Dessa forma, a inferência lógica decorrente do tirocínio acima posto, extraído a partir de uma leitura conglobante do Código de Trânsito, aliado à experiência proporcionada pelo cotidiano, nos mostra que o restrito âmbito de aplicação do artigo 305 tem o escopo punir a fuga destinada a evitar a responsabilização civil por danos[9].
E, ainda que seja questionável o aspecto moral da conduta daquele que foge do local do acidente para evitar sua responsabilidade civil – atitude que, a toda evidência, não é compatível com a construção de uma sociedade justa e solidária –, não podemos olvidar que a fuga do local do acidente sem vítima pode ser objeto de tutela por outros âmbitos do Direito, suficientes para tutelar os interesses em questão.
Notas
[1] STF. Pleno. RE 971959, Rel. Luiz Fux, j. 14/11/2018.
[2] Nesse sentido: TJRS, Incidente de Inconstitucionalidade 70047947478; TJSP, Arguição de Inconstitucionalidade nº 990.10.159020-4; TJMG, Arguição de Inconstitucionalidade 1.0000.07.456021-0/000; TJSC, Arguição de Inconstitucionalidade em Apelação Criminal 2009.026222-9/001.00; TRF4, Arguição de Inconstitucionalidade 0004934- 66.2011.404.0000.
[3] Sinônimos: nemo tenetur se ipsum accusare ou nemo tenetur se ipsum prodere.
[4] Guilherme de Souza Nucci; Damásio Evangelista de Jesus; Cláudia Barros Portocarrero; Ariosvaldo de Campos Pires; Sheila Jorge Selim Sales.
[5] NUCCI, Guilherme de Souza. Leis Penais e Processuais Penais Comentadas. 10ª Ed. Vol 2, Rio de Janeiro: Forense, 2017, p. 1015.
[6] CABETTE, Eduardo Luiz Santos. A inconstitucionalidade do artigo 305 do Código de Trânsito Brasileiro. Disponível em: https://eduardocabette.jusbrasil.com.br/artigos/258222819/a-inconstitucionalidade-do-artigo-305-do-codigo-de-transito-brasileiro. Acessado em 21/11/2018.
[7] TJSC, Argüição de Inconstitucionalidade em Apelação Criminal 2009.026222-9, de Forquilhinha, rel.

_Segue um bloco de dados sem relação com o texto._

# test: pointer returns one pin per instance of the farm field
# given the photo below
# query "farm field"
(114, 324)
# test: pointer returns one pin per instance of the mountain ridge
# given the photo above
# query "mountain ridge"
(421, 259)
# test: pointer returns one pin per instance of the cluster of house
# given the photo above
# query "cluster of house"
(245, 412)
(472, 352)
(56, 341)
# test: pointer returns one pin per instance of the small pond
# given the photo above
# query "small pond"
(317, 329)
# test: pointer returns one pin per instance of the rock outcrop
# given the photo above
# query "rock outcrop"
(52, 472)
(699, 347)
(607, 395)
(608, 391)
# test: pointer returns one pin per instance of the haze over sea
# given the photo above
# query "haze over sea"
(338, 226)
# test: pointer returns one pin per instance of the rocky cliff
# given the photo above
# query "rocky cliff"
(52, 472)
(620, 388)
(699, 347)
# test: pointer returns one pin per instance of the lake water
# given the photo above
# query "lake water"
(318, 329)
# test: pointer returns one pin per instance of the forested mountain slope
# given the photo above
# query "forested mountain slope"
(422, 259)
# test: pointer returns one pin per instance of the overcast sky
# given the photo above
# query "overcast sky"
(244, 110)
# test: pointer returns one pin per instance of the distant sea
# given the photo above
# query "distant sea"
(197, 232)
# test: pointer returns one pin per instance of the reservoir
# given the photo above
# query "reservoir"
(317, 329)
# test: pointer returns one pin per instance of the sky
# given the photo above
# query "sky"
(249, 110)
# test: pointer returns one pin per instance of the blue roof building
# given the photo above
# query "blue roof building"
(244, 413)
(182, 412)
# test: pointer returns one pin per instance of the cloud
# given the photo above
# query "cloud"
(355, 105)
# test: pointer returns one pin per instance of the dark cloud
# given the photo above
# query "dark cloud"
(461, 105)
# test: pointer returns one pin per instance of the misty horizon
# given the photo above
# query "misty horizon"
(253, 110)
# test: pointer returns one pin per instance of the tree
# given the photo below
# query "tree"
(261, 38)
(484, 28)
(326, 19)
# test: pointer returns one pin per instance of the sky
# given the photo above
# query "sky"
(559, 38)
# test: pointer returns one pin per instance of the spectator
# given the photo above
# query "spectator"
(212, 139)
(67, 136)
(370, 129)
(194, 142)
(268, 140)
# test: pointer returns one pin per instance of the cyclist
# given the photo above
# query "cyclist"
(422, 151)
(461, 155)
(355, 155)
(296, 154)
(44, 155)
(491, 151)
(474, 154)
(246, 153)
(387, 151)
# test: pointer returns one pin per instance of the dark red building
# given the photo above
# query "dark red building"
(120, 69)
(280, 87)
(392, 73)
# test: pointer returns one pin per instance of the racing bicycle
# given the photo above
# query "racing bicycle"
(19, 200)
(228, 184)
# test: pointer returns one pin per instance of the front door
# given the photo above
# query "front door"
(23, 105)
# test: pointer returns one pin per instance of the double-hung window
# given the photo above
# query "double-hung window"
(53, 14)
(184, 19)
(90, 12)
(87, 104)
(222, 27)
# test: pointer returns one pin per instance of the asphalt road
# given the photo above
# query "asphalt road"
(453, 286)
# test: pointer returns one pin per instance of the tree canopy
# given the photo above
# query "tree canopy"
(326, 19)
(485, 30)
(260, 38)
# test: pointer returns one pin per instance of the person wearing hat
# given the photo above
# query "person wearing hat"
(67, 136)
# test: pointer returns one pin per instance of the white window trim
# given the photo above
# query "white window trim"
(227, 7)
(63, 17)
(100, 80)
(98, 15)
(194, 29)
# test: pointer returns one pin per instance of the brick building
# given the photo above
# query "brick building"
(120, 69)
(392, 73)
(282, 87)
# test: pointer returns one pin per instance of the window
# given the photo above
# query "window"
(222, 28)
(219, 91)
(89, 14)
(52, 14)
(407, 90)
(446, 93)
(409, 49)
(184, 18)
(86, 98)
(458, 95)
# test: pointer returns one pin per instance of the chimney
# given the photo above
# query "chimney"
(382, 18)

Des. Salete Silva Sommariva, j. 01-06-2011
[8] Atente-se para o fato de que o STF, no julgamento do RE 349703 e do RE 466343, que discutiam a prisão civil de alienante fiduciário infiel, decidiu por estender a proibição de prisão civil por dívida, prevista no artigo 5°, inciso LXVII, da Constituição Federal, às hipóteses de infidelidade no depósito de bens e alienação fiduciária. Assim, a prisão civil por dívida é aplicável apenas ao responsável pelo inadimplemento voluntário e inescusável de obrigação alimentícia.
[9] Dano que terá apenas consequências cíveis, já que não existe crime culposo de dano.